Nicolás que distraído
y a su pesar
me hace reír en el centro solitario,
absurdo del aula,
Morena que me enternece
desde sus ojos lejanos
y ejerce voluntariamente, creo ver,
el candor y la ternura,
como un arte que secretamente
sabe que posee,
y Sara, que no sabe si quererme
como se quiere a un padre,
a un hermano mayor
o al aura imaginaria de un educador,
y León, que no tiene dudas de que somos amigos...
eso, sólo eso, María,
lo que de algún modo y mil veces
ya te conté,
lo que quizás no importa,
o lo único que importa, en verdad,
lo pueril,
lo repetido,
porque la realidad se repite
con pequeñísimas variaciones,
como sin esfuerzo,
como si no quisiera derrochar
(como para el mundo desmintió Schopenhauer),
y sin embargo nos vuelve a conmover...
como afinar con precisión,
en la voz,
las curvas frágiles de una melodía,
como lograr un sonido pianísimo
en los lindes de una canción,
como despertarse a la mañana y notar
que la noche
ha estado destemplando las guitarras,
en esta ciudad que compartimos,
María,
quisiera decírtelo en el momento,
y después,
y ahora,
y es ahí cuando descubro de nuevo
que la soledad
es ese desamparo en lo habitual,
en lo próximo,
en lo irrelevante,
un desierto chiquito,
porque es eso pequeño
lo que se queda callado y muere
para siempre,
porque vos no estás para escucharlo,
María,
porque hemos decidido, quién sabe quién,
¿y qué importa, no?,
que nos dejemos en soledad,
con estas palabras en la mente,
(si te pasa a vos me pregunto,
y sé que sí),
con estas imágenes sin camino a nadie más...

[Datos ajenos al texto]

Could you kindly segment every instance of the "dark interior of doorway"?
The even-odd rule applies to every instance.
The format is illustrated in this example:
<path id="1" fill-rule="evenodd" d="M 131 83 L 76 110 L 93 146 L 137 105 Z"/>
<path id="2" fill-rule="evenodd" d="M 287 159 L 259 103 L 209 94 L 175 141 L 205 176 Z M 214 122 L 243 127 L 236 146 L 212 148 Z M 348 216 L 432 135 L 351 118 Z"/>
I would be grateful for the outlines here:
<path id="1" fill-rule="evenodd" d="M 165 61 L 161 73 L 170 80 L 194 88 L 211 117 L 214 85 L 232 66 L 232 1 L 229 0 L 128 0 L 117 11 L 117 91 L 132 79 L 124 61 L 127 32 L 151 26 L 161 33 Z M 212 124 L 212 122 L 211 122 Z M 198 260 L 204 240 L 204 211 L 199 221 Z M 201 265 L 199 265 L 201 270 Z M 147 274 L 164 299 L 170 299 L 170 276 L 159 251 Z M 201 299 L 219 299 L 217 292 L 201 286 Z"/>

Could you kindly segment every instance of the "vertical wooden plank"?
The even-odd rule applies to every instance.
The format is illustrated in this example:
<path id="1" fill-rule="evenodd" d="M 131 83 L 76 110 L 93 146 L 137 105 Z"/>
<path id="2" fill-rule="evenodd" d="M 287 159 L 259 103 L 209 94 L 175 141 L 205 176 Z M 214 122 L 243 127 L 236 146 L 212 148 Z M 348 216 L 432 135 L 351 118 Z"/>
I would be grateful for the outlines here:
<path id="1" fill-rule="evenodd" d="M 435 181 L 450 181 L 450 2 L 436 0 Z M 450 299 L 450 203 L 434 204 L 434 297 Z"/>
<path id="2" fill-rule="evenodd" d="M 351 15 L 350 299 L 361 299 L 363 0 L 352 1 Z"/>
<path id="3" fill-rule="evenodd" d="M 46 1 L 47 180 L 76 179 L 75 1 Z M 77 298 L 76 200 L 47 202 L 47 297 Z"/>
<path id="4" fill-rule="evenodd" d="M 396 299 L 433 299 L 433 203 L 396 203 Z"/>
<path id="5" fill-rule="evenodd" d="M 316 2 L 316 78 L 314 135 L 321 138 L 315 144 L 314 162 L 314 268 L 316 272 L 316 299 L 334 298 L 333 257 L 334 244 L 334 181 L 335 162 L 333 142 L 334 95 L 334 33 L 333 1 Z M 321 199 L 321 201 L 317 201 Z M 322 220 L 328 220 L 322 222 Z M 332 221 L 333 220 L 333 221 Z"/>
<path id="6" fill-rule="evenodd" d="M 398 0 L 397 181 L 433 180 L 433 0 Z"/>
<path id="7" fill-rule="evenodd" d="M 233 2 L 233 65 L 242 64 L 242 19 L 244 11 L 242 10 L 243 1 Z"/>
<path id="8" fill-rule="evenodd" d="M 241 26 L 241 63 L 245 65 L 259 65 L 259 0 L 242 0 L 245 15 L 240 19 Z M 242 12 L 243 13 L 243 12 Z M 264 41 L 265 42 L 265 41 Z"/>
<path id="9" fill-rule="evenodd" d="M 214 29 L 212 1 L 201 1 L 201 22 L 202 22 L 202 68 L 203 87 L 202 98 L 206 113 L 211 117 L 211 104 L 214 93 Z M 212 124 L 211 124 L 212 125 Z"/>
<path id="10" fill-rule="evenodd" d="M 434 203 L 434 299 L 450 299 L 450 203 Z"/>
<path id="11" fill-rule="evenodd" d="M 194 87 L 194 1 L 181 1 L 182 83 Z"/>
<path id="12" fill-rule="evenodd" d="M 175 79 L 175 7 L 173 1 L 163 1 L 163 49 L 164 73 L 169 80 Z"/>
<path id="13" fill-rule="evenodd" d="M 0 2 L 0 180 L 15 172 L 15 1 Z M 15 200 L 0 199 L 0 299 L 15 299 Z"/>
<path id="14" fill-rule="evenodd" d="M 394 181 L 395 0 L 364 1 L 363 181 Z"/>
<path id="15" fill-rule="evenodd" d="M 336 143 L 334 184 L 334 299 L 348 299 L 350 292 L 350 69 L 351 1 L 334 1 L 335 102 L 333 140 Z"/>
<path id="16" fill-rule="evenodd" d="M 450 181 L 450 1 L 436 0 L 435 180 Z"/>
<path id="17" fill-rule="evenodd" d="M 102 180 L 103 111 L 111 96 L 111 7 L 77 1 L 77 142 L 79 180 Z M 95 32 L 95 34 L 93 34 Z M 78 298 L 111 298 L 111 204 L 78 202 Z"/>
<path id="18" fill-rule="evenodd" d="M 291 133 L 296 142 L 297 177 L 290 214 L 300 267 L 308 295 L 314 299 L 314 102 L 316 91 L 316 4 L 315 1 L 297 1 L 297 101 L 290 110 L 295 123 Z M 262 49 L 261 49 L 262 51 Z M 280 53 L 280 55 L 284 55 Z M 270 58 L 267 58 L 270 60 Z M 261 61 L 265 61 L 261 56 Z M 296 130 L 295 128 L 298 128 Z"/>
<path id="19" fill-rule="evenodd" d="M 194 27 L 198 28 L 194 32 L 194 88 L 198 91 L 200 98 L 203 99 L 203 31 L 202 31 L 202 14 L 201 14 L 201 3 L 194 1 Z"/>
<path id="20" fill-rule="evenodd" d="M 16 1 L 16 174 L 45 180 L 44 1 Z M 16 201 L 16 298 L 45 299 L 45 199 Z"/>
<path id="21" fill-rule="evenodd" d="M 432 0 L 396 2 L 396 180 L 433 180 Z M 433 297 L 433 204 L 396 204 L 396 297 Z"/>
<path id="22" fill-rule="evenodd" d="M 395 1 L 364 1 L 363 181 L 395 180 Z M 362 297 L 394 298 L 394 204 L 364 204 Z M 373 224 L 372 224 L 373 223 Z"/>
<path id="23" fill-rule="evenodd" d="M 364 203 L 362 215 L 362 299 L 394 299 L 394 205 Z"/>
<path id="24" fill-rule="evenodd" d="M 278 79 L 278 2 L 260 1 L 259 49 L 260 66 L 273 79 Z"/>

hablarte de la astucia del deseo,
que vuelvo a constatar,
si llego a un libro que sin saber buscaba,
o si miro fijamente por encima de la cocina
y me quedo observando
las olas sueltas del vapor,
que ablanda la realidad,
los árboles, los autos,
el cielo,
las casas,
o estos acordes nuevos,
estos arpegios que te quisiera mostrar...
porque es esa la soledad, creo,
lo irrelevante que se nos queda,
lo íntimo que no tiene para vivir, María,
a nadie, nadie más…
(te doy una imagen)
en la habitación vacía y oscura,
la música secreta e involuntaria de una cajita musical.